The 32CV711B's solid feature set, and aggressive pricing make it a decent option as a second-room TV

Toshiba 32CV711B
Toshiba's solid feature set and aggressive price make it an ideal 2nd room set

Toshiba 32cv711b

The 32CV711B's price-busting remit chimes nicely with the current state of the economy and it is passably attractive, if rather flimsily put together. But there are early signs of price-induced corner cutting as a hunt for connections throws up, among other things, a mere two HDMIs, and no Ethernet port.

It's not all bad connection news, though, as the set does carry a D-Sub PC input and a USB for music and photo playback.

The 32CV711B impresses with some aspects of its features too, particularly its delivery of a really pretty potent colour management system. But it also falls short in one or two areas, notably its lack of motion processing, its mere HD ready resolution, and lack of Freeview HD tuner.

Pictures seem tailor-made for second room use, emphasising brightness and colour saturations at the expense of some of the subtleties you might be looking out for on a main TV.However, while pictures are mostly quite satisfying, there are colour flaws, motion problems, and worst of all, backlight inconsistencies, the latter of which can at times be really distracting.

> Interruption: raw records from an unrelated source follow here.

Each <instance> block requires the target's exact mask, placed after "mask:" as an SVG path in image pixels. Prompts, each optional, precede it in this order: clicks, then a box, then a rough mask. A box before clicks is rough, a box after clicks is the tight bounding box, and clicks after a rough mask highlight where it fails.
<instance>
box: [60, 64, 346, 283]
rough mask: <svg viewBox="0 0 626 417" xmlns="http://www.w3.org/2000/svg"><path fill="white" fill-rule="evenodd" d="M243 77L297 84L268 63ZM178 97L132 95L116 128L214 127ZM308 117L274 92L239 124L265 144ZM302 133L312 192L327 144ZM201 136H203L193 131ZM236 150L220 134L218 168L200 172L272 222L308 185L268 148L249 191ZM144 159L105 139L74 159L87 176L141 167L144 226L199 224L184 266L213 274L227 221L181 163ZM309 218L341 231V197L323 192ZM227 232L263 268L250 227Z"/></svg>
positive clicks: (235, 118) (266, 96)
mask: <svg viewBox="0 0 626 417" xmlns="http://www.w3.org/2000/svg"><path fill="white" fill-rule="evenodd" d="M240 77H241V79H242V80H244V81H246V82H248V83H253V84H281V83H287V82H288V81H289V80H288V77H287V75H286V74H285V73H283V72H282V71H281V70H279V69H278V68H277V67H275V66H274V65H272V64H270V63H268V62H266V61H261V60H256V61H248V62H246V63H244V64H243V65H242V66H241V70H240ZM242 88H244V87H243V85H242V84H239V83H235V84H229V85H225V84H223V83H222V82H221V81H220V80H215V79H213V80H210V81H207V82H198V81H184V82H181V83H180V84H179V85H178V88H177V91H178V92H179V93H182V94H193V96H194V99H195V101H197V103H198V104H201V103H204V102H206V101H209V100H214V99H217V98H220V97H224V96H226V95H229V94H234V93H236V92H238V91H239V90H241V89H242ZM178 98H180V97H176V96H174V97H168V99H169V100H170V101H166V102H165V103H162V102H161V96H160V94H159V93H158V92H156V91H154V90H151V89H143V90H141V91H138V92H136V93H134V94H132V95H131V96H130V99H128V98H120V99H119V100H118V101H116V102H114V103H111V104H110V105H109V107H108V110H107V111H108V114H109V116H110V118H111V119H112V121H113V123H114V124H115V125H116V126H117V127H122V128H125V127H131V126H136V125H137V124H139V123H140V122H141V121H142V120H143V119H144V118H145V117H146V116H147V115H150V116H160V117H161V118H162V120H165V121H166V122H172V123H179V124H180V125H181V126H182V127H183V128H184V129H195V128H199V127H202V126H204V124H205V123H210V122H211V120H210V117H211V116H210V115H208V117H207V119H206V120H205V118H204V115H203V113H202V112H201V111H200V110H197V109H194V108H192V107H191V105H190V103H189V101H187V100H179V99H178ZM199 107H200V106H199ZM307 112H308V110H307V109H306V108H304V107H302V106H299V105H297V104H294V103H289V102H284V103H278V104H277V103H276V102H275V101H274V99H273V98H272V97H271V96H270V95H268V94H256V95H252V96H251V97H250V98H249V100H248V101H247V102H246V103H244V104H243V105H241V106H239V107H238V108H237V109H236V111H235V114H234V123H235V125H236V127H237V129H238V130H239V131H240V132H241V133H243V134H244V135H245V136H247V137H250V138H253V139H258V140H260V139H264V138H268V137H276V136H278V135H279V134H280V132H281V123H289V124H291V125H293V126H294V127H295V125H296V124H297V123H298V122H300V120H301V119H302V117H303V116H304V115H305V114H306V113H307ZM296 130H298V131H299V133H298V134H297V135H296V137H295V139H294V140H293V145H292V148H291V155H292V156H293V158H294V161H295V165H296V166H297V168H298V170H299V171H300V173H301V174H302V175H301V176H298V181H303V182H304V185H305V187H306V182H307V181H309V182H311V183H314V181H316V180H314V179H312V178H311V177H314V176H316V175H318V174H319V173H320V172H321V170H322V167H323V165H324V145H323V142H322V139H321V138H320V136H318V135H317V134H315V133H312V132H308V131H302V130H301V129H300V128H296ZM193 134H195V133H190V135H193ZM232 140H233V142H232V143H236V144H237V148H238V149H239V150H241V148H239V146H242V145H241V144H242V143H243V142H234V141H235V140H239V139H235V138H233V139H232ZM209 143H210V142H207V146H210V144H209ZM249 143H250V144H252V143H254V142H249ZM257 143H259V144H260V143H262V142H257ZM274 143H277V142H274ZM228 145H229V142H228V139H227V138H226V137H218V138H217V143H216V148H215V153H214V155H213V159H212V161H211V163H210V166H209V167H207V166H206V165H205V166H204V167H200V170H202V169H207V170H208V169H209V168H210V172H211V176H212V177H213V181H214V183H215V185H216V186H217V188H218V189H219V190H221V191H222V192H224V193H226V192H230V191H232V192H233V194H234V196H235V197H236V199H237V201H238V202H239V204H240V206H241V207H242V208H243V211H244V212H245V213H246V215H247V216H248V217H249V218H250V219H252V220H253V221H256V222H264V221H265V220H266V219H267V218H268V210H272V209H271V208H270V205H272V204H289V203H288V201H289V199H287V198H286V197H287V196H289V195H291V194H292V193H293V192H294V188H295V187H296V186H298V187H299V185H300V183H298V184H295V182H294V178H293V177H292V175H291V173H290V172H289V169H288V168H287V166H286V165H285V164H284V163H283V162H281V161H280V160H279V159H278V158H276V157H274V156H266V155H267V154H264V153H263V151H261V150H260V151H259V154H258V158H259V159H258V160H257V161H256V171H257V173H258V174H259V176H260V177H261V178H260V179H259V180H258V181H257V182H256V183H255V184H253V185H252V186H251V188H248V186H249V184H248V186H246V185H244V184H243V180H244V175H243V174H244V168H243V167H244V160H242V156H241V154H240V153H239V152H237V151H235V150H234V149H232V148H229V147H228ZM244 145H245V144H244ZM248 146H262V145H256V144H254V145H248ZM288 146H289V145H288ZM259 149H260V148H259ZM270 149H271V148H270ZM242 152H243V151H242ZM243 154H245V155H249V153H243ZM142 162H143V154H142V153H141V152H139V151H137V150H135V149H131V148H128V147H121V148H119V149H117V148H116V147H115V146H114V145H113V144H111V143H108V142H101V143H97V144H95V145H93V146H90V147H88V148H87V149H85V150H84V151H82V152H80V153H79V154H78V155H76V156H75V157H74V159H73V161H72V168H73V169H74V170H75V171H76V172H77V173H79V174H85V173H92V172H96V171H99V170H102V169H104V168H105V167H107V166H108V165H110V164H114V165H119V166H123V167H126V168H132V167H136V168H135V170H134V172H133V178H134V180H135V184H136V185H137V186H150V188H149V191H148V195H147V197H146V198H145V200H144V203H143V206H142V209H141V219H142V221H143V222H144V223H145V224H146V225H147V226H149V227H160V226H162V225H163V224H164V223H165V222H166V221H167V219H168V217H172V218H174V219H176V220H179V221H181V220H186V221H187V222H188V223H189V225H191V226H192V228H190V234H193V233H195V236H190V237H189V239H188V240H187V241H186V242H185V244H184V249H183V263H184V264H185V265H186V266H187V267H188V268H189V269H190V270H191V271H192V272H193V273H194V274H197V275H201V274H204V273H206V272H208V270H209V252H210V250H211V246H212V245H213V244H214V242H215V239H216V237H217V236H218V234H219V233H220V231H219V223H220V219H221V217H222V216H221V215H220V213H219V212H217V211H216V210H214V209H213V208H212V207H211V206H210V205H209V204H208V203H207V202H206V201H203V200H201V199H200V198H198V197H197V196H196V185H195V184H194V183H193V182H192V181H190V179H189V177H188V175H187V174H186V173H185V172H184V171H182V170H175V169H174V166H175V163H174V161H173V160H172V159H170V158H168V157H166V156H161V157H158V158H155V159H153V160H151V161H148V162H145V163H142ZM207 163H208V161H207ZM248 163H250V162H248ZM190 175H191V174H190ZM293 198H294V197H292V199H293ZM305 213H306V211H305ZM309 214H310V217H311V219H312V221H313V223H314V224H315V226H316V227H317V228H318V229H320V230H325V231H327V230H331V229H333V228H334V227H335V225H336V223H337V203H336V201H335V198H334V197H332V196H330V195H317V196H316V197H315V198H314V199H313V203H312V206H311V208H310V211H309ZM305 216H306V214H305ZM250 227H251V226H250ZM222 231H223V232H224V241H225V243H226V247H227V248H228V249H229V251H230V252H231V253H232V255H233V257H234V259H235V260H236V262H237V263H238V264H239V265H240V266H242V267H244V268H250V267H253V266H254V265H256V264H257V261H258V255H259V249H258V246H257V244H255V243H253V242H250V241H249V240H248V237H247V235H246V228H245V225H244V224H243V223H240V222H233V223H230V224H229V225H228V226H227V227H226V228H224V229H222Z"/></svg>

The 32CV711B hardly covers itself in glory with its audio, either, which is unusually weedy, even by the typically uninspiring standards of cheap LCD TVs.

The net result of all this is that the 32CV711B isn't the awesome, all-conquering bargain it might first appear, but might still give decent service as a second-room set.

We liked

If you can see past the 32CV711B's rather unimpressive build quality, it's not a bad looking set for its money. Its pictures are bright and colourful and it's great to find such a cheap set able to play photos and music from USB devices. Plus, of course, it's cheap.

We disliked

It's a shame there are only two HDMIs on the 32CV711B, and that the set doesn't have a Freeview HD tuner. Backlight inconsistencies damage dark scenes too, HD pictures could look sharper and there's obvious motion blur, especially with standard-definition sources.


The 32CV711B offers far more set up flexibility than your average cheap and cheerful TV, but also suffers from two predictable flaws: wince-inducingly underpowered audio and some very noticeable backlight consistency problems.

Its colours and detailing lack subtlety too, and the set's connections only include two HDMIs. However, at least the picture is bright and colourful, facts that join with the set's solid multimedia features and aggressive price in making the 32CV711B a potentially decent option as a second-room TV.